YGA YGA - 8 days ago 6
Python Question

What is the best way to implement nested dictionaries?

I have a data structure which essentially amounts to a nested dictionary. Let's say it looks like this:

{'new jersey': {'mercer county': {'plumbers': 3,
'programmers': 81},
'middlesex county': {'programmers': 81,
'salesmen': 62}},
'new york': {'queens county': {'plumbers': 9,
'salesmen': 36}}}


Now, maintaining and creating this is pretty painful; every time I have a new state/county/profession I have to create the lower layer dictionaries via obnoxious try/catch blocks. Moreover, I have to create annoying nested iterators if I want to go over all the values.

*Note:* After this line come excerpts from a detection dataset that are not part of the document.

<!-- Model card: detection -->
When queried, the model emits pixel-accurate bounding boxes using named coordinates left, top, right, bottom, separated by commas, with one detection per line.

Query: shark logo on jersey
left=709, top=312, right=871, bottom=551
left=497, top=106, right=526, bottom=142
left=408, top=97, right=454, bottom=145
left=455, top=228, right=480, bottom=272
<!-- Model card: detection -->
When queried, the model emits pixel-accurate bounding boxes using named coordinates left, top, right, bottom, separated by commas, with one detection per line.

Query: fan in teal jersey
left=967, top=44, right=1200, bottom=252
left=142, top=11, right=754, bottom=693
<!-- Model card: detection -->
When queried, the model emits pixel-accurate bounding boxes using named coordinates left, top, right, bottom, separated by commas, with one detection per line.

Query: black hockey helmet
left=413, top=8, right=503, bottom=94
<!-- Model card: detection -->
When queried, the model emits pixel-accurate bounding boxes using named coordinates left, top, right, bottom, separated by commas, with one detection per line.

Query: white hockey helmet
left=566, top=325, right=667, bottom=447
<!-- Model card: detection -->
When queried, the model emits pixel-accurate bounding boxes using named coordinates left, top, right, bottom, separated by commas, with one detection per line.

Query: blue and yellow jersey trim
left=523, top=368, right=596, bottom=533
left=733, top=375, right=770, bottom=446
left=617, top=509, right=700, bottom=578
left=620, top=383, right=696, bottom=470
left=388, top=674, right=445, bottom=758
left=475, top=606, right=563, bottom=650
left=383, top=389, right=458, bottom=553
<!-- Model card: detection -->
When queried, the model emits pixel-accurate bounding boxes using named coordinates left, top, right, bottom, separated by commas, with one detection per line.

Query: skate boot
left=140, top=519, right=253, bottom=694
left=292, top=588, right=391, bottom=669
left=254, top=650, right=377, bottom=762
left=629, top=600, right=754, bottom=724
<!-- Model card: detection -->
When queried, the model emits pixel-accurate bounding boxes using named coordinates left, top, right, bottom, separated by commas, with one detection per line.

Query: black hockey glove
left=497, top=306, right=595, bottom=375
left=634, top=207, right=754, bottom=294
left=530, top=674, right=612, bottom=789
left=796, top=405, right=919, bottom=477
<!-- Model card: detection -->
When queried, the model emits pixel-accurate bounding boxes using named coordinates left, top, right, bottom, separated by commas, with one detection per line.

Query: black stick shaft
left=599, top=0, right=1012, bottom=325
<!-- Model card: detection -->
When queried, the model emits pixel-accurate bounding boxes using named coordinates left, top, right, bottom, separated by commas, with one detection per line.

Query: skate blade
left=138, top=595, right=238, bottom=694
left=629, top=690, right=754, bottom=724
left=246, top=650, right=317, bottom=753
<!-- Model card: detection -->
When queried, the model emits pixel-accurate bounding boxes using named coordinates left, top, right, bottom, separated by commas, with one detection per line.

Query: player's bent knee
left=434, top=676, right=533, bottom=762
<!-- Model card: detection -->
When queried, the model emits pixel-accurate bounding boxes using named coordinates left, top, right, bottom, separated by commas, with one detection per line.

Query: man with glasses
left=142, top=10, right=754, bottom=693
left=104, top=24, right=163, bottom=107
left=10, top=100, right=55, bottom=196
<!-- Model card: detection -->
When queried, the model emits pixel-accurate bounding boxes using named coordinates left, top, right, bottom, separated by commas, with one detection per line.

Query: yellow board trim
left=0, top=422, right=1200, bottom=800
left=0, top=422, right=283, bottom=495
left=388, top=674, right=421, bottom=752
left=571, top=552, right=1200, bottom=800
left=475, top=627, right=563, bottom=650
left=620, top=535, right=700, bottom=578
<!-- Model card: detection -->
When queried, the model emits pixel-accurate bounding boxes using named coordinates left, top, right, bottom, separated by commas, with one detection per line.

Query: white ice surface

I could also use tuples as keys, like such:

{('new jersey', 'mercer county', 'plumbers'): 3,
('new jersey', 'mercer county', 'programmers'): 81,
('new jersey', 'middlesex county', 'programmers'): 81,
('new jersey', 'middlesex county', 'salesmen'): 62,
('new york', 'queens county', 'plumbers'): 9,
('new york', 'queens county', 'salesmen'): 36}


This makes iterating over the values very simple and natural, but it is more syntactically painful to do things like aggregations and looking at subsets of the dictionary (e.g. if I just want to go state-by-state).

Basically, sometimes I want to think of a nested dictionary as a flat dictionary, and sometimes I want to think of it indeed as a complex hierarchy. I could wrap this all in a class, but it seems like someone might have done this already. Alternatively, it seems like there might be some really elegant syntactical constructions to do this.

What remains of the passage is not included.